Not only will the possible loss of AJ increase his volume, the ability he showed in 2017 proves he deserves to see upwards of 100 targets this szn. When QBs targeted Agholor in 2017, their QB rating was 109.5, good enough for 10th best in the league. Along with the QB's efficiency when passing to him, Agholor's effectiveness with the ball in his hands ranks among the best in the league. Last year, he ranked 18th in the league with 3.2 yards after catch per target, totaling 302 yards after the catch. He greatly improved this number from 2016, where he only totaled 109 (1.6/target). Agholor finally started becoming the player many thought he could be coming out of USC, and should continue to grow with the team as he matures.

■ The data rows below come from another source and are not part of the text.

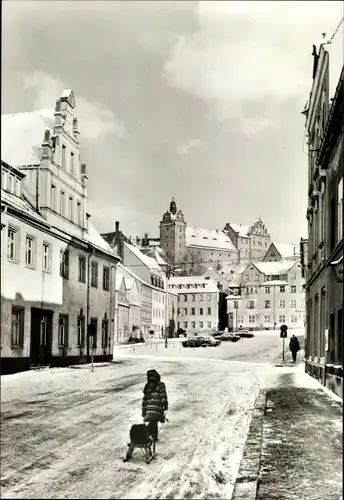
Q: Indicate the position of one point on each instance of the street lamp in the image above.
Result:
(337, 268)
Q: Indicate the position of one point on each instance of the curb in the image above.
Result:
(245, 487)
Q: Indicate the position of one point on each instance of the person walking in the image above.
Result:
(294, 347)
(154, 403)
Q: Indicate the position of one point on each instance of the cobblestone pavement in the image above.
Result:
(302, 444)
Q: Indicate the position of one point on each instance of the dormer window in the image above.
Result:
(4, 178)
(17, 191)
(72, 167)
(63, 158)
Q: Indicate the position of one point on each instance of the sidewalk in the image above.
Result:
(294, 447)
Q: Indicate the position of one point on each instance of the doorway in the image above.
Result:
(41, 336)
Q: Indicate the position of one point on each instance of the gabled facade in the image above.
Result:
(58, 274)
(252, 242)
(324, 126)
(280, 251)
(270, 294)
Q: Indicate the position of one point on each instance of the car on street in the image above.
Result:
(135, 340)
(209, 341)
(244, 334)
(228, 337)
(192, 342)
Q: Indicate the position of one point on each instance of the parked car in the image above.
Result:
(209, 341)
(244, 334)
(225, 337)
(135, 340)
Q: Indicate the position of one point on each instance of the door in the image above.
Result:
(41, 336)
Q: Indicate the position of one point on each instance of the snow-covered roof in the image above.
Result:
(145, 259)
(285, 249)
(93, 237)
(240, 229)
(210, 238)
(196, 283)
(22, 135)
(275, 283)
(21, 204)
(274, 268)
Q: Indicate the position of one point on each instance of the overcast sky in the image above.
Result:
(197, 100)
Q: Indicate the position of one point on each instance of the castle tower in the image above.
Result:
(172, 233)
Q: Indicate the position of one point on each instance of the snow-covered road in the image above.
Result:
(65, 431)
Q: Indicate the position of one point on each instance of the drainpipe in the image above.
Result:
(88, 301)
(112, 305)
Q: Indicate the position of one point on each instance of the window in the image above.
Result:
(70, 208)
(29, 252)
(81, 331)
(53, 197)
(64, 264)
(62, 202)
(106, 278)
(105, 332)
(63, 330)
(340, 210)
(17, 326)
(46, 258)
(17, 187)
(63, 159)
(78, 213)
(94, 332)
(94, 274)
(4, 180)
(72, 163)
(12, 244)
(11, 184)
(82, 269)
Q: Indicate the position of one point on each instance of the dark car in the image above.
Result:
(244, 334)
(209, 341)
(135, 340)
(228, 337)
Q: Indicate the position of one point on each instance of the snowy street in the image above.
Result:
(65, 431)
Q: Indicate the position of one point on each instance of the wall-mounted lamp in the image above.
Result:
(337, 267)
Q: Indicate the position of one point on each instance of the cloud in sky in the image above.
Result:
(249, 52)
(188, 147)
(95, 120)
(209, 95)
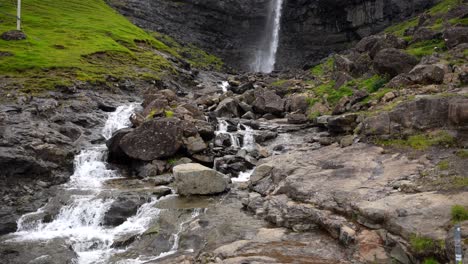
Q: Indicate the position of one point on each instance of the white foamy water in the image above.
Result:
(248, 144)
(81, 220)
(265, 57)
(118, 120)
(224, 86)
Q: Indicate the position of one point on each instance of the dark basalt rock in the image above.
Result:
(233, 29)
(155, 139)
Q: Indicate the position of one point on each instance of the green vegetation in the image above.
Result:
(333, 95)
(421, 244)
(443, 165)
(462, 153)
(83, 40)
(320, 69)
(430, 261)
(197, 57)
(169, 114)
(424, 48)
(421, 141)
(459, 213)
(460, 182)
(279, 83)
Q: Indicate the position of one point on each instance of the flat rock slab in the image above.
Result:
(196, 179)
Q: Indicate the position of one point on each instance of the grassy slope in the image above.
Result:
(82, 39)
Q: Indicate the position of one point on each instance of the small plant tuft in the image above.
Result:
(459, 213)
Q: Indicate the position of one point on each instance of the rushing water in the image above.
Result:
(265, 56)
(248, 143)
(81, 220)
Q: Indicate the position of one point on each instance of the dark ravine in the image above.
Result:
(232, 29)
(358, 160)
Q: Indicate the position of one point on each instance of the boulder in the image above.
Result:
(393, 62)
(195, 144)
(242, 88)
(196, 179)
(455, 35)
(155, 139)
(267, 101)
(297, 118)
(297, 103)
(125, 206)
(228, 108)
(115, 152)
(427, 74)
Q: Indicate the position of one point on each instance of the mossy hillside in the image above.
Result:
(82, 40)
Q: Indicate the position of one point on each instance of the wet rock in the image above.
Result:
(343, 123)
(116, 153)
(297, 118)
(455, 35)
(249, 115)
(156, 167)
(297, 103)
(262, 136)
(227, 108)
(427, 74)
(393, 62)
(125, 206)
(223, 140)
(106, 107)
(242, 88)
(195, 144)
(195, 179)
(54, 251)
(155, 139)
(13, 35)
(267, 101)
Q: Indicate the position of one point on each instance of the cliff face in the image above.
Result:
(312, 29)
(231, 29)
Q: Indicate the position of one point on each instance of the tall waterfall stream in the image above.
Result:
(265, 57)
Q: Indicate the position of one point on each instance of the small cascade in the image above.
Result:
(224, 86)
(265, 56)
(81, 220)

Now, what is it that fantasy players have forgotten about Agholor? Well, in 2017, he finished as a WR in 7/16 games, and in 4 of those 7, finished as a WR1. He's shown he has the ability to be a top receiver in the league when he's given targets. In games where Agholor saw 5 or more targets, he averaged 4.8/60.8/.8, good enough for a 76.8/972.8/12.8 pace. Sure, 12.8 TDs isn't sustainable, but even if that number is cut in half, he'd still finish well above his ADP. Also, over the last 6 weeks of 2017 (12-17), he was the WR10, again, showing he could be one of the best talents at the position in the league. With Jeffery likely starting on the PUP list, Agholor proves to be a major value going at WR42. He's on one of the best offenses in 2018 with one of the easier schedules for WRs (Philly ranks 3rd for WRs according to fantasypros) and runs valuable routes out of the slot. Snag him while you can before people realize he has a chance to lead the team in targets and outperform his counterpart, Alshon Jeffery, currently going at WR26.